Il G20 è stato molto utile all’Italia e ha consacrato la Meloni come leader che ha tutte le carte in regola per sedere nel consesso dei Grandi della terra. La premier ha scelto con cura i propri interlocutori selezionandoli sulla base delle nostre emergenze e dei nostri interessi nazionali. Gli incontri, in particolare quelli con i presidenti americano, cinese e turco, danno l’idea di confronti mirati e tutt’altro che di facciata. Appare evidente, in questo caso, la malafede della stampa di sinistra che ha sottolineato il mancato “bilaterale” con Emmanuel Macron ai G20 di Bali. Nulla di più fuorviante. A chi ha cercato di farglielo notare sul posto, la premier ha avuto buon gioco nel rispondere che lei e il presidente francese non avevano certo bisogno di darsi appuntamento in Indonesia per parlare della crisi dei rapporti tra Roma e Parigi. Ci saranno tempi e luoghi più congrui.
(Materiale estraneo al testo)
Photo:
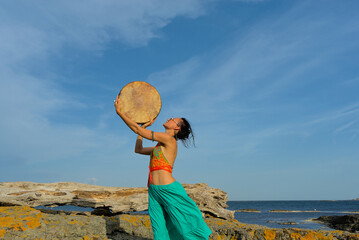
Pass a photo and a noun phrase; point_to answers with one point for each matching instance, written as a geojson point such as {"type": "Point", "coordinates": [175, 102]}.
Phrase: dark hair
{"type": "Point", "coordinates": [185, 134]}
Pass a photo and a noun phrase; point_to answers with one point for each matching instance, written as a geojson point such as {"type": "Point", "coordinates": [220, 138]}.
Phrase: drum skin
{"type": "Point", "coordinates": [140, 101]}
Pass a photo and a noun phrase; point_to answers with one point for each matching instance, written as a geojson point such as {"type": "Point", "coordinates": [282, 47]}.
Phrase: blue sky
{"type": "Point", "coordinates": [270, 87]}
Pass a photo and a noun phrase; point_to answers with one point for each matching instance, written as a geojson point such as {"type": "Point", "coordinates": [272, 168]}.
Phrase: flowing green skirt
{"type": "Point", "coordinates": [174, 215]}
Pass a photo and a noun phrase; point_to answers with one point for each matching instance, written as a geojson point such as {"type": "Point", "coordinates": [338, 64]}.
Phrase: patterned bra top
{"type": "Point", "coordinates": [158, 162]}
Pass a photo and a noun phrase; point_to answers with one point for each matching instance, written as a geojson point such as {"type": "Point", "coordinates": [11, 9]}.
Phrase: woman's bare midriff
{"type": "Point", "coordinates": [161, 177]}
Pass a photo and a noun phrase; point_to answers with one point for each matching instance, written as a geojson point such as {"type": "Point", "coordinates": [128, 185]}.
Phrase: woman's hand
{"type": "Point", "coordinates": [145, 125]}
{"type": "Point", "coordinates": [117, 105]}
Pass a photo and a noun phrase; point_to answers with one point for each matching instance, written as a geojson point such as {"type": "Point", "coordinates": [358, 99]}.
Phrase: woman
{"type": "Point", "coordinates": [173, 214]}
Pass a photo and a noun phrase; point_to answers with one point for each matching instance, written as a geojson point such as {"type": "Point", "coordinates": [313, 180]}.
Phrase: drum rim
{"type": "Point", "coordinates": [154, 89]}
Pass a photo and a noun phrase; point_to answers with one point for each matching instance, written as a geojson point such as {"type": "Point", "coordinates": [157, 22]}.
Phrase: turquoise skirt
{"type": "Point", "coordinates": [174, 215]}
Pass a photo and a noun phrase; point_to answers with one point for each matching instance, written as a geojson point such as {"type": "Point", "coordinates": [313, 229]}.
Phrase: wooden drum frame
{"type": "Point", "coordinates": [140, 101]}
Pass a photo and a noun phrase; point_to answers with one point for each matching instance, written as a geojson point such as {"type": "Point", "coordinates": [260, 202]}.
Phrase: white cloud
{"type": "Point", "coordinates": [33, 32]}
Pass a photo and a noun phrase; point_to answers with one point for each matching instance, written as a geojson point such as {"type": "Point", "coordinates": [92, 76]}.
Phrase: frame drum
{"type": "Point", "coordinates": [140, 101]}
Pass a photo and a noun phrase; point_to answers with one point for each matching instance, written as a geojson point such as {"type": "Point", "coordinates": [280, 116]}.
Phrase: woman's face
{"type": "Point", "coordinates": [173, 123]}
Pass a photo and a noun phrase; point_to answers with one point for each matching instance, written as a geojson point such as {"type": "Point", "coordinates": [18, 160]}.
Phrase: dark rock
{"type": "Point", "coordinates": [248, 210]}
{"type": "Point", "coordinates": [18, 223]}
{"type": "Point", "coordinates": [348, 223]}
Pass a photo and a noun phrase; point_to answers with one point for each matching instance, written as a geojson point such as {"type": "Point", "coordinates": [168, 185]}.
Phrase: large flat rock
{"type": "Point", "coordinates": [210, 200]}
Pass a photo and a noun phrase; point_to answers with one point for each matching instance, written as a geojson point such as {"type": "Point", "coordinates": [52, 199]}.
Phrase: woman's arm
{"type": "Point", "coordinates": [155, 136]}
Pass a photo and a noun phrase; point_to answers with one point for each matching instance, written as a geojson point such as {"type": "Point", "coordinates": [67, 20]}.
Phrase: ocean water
{"type": "Point", "coordinates": [301, 215]}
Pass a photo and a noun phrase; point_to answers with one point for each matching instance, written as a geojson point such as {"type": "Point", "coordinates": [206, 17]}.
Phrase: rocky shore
{"type": "Point", "coordinates": [348, 223]}
{"type": "Point", "coordinates": [20, 220]}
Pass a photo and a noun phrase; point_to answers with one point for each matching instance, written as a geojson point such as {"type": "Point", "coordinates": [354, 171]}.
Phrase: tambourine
{"type": "Point", "coordinates": [140, 101]}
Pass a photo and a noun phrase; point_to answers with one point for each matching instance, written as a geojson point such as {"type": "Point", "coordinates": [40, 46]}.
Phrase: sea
{"type": "Point", "coordinates": [291, 214]}
{"type": "Point", "coordinates": [276, 214]}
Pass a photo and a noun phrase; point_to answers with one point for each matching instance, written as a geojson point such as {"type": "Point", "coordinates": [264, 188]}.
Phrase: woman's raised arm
{"type": "Point", "coordinates": [150, 135]}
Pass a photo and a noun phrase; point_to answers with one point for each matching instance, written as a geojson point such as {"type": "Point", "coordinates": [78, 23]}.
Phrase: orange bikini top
{"type": "Point", "coordinates": [158, 162]}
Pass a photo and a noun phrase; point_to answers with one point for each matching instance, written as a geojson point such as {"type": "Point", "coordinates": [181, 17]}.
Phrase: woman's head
{"type": "Point", "coordinates": [182, 130]}
{"type": "Point", "coordinates": [185, 133]}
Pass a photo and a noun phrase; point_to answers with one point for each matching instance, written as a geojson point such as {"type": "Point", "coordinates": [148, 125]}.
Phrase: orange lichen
{"type": "Point", "coordinates": [295, 236]}
{"type": "Point", "coordinates": [73, 221]}
{"type": "Point", "coordinates": [130, 219]}
{"type": "Point", "coordinates": [25, 218]}
{"type": "Point", "coordinates": [2, 232]}
{"type": "Point", "coordinates": [314, 235]}
{"type": "Point", "coordinates": [269, 234]}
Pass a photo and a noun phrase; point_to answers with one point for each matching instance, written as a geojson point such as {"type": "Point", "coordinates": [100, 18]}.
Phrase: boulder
{"type": "Point", "coordinates": [211, 201]}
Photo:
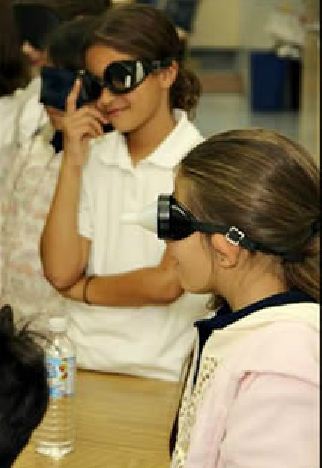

E così ha respinto il tentativo di far apparire come un mezzo fiasco la missione del nuovo governo al suo debutto sul proscenio mondiale. È vero, invece, il contrario.
Giorgia Meloni con Joe Biden ha parlato di Ucraina ma anche del gas liquido americano, della necessità di aumentarne il quantitativo da importare in Italia abbassandone, in compenso, il prezzo. Più complicato il bilaterale con Xi Jinping, con cui i rapporti non distesi come con gli statunitensi.
Gran parte dei membri» del G20 «condanna fermamente la guerra in Ucraina», si legge nella dichiarazione finale, nel quale viene anche rimarcato come il conflitto in Ucraina stia minando l’economia globale. Nel documento, che ricalca la bozza diffusa ieri, si sottolinea che la guerra in Ucraina sta «causando immense sofferenze umane e esacerbando le fragilità esistenti nell’economia globale, limitando la crescita, aumentando l’inflazione, interrompendo le catene di approvvigionamento, aumentando l’insicurezza energetica e alimentare ed elevando i rischi per la stabilità finanziaria».
La dichiarazione finale del G20, del quale fa parte anche la Russia, presente a Bali con il ministro degli Esteri Sergej Lavrov, precisa quindi che «esistono altri punti di vista e diverse valutazioni della situazione e delle sanzioni». Riconoscendo che il G20 non è la sede per risolvere le questioni di sicurezza», si rimarca come «le questioni di sicurezza possono avere conseguenze significative per l’economia globale». Il testo inoltre sottolinea con fermezza che «l’uso o la minaccia di uso di armi nucleari è inammissibile». «La risoluzione pacifica dei conflitti, gli sforzi per affrontare le crisi, così come la diplomazia e il dialogo, sono vitali. L’era di oggi – è la conclusione della dichiarazione – non deve essere di guerra».
L’anno prossimo scadono gli accordi del memorandum italo-cinese sulla Via della Seta che tanti sospetti ha sollevato a Washington. Nel frattempo, Meloni e Jinping hanno deciso di incrementare le esportazioni italiane verso Pechino. Infine Erdogan: complice la passività dei governi passati, l’Italia ha perso ogni influenza sulla Libia, tornata a girare stabilmente intorno all’orbita turca. L’iniziativa della Meloni è utile a capire anche se ci restano margini per riprendere in mano il dossier della nostra ex-colonia. Che è oggi il principale fattore d’instabilità del Mediterraneo, cioè di casa nostra. È da lì, ad esempio, che partono i migranti. Discuterne con Macron sarà necessario. Averne prima parlato con Erdogan potrebbe rivelarsi fondamentale.
Poi quello con il primo ministro canadese, Justin Trudeau e quello con il premier giapponese Fumio Kishida. Nonché con il primo ministro indiano, Narendra Modi.
Grazie alla presenza del presidente del Consiglio a Bali c’è grande attenzione verso l’Italia e non quell’isolamento che la sinistra sta raccontando. Tutti riconoscono invece all’Italia un ruolo fondamentale nello scacchiere internazionale.